Why 6 MB? Well, I bought it used without a battery, so I built one out of old
NiCd cells from used cell phone batteries; this monster of electrical tape,
hot glue, and hope did not fit into the spot meant for it, so with some
creative dremeling and removal of a stick of RAM, I got it to "fit".

Monkey Linux was unique in one special way - it ran on top of the DOS
filesystem, IIRC, in it's own partition. I think at the time I had Caldera's
OpenDOS installed (speaking of which - it's not on the site, either).
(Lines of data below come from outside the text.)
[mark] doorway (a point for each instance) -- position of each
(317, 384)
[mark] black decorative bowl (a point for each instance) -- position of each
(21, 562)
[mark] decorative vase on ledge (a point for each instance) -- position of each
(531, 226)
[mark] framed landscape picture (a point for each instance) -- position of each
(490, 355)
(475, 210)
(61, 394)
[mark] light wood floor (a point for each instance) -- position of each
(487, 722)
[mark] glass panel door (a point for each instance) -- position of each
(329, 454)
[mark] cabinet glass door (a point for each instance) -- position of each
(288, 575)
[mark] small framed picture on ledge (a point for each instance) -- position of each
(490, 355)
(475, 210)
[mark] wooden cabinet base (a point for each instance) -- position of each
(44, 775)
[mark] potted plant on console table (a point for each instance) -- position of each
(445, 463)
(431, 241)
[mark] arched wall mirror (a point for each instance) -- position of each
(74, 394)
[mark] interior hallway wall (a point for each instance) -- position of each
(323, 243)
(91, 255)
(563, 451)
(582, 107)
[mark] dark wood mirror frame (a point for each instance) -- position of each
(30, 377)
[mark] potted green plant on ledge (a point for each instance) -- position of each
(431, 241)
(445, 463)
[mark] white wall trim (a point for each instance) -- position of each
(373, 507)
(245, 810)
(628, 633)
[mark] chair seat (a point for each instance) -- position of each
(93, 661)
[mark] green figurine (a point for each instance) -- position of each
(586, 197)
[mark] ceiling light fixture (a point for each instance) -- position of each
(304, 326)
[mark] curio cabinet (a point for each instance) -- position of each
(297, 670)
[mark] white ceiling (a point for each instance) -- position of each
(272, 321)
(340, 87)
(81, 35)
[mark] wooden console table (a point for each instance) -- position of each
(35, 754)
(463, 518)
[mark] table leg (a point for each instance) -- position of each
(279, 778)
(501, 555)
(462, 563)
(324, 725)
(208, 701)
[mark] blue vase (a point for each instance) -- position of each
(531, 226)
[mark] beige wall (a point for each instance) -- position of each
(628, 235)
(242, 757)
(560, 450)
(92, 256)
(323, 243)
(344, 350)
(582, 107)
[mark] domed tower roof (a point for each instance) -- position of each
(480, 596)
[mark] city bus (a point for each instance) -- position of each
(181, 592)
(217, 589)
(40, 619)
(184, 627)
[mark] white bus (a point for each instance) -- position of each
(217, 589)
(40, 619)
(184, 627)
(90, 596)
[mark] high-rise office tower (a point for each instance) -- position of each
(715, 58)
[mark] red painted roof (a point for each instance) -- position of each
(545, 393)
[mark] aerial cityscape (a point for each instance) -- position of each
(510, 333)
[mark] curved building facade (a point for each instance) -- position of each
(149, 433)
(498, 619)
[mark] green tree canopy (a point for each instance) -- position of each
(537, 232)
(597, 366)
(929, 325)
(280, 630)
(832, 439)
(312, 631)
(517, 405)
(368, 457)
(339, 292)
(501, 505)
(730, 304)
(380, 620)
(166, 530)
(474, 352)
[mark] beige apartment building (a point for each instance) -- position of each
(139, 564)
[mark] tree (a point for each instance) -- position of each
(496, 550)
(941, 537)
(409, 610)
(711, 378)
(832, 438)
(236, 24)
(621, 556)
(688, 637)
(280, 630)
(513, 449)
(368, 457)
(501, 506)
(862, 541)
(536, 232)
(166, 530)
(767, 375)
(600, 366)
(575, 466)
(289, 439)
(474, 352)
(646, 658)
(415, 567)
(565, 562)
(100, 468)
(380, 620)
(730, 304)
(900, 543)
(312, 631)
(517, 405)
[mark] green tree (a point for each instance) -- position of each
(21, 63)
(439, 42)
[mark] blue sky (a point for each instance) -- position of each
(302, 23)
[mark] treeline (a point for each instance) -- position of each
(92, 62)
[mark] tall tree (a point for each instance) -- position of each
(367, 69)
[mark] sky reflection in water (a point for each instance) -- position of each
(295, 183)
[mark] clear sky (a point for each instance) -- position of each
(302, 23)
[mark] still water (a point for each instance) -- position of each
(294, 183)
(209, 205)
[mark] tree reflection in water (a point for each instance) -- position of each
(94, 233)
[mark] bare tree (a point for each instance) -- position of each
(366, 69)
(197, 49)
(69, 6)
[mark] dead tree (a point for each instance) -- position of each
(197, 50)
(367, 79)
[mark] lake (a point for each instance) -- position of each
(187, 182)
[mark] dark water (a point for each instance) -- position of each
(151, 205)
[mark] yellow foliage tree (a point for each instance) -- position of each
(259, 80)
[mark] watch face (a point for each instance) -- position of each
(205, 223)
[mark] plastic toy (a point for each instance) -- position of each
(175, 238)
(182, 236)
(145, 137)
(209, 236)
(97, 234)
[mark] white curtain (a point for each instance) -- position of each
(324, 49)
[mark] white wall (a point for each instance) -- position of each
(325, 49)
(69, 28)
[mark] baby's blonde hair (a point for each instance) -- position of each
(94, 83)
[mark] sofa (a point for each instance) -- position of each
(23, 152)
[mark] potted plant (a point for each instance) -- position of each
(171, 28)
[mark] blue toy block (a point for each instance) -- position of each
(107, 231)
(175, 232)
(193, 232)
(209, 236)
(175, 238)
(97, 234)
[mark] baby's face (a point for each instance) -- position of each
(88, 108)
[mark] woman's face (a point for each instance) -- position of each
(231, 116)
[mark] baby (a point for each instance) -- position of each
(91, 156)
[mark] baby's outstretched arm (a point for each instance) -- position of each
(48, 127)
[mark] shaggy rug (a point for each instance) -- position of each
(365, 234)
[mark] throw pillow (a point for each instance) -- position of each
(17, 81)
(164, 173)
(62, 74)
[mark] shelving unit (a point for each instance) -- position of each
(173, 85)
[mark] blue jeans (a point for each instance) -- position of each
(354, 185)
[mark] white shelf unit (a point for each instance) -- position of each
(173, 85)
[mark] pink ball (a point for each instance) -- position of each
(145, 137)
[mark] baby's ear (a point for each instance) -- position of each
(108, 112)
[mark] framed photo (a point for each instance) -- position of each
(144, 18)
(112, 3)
You
could easily copy files back and forth from Monkey to MS-DOS. I never looked
at it too deeply, but I bet everything was perm'd 777 root access, too - or
something close.

I quickly moved on from Monkey to Turbo Linux 2.0 - but it served me well to
learn a bit on (more like freshen up what I had known already from using AIX
at a former employer).

Here's some links to Monkey:

[http://projectdevolve.tripod.com/index.htm](http://projectdevolve.tripod.com/index.htm)

[http://www.ipt.ntnu.no/~knutb/linux486/download/monkey/](http://www.ipt.ntnu.no/~knutb/linux486/download/monkey/)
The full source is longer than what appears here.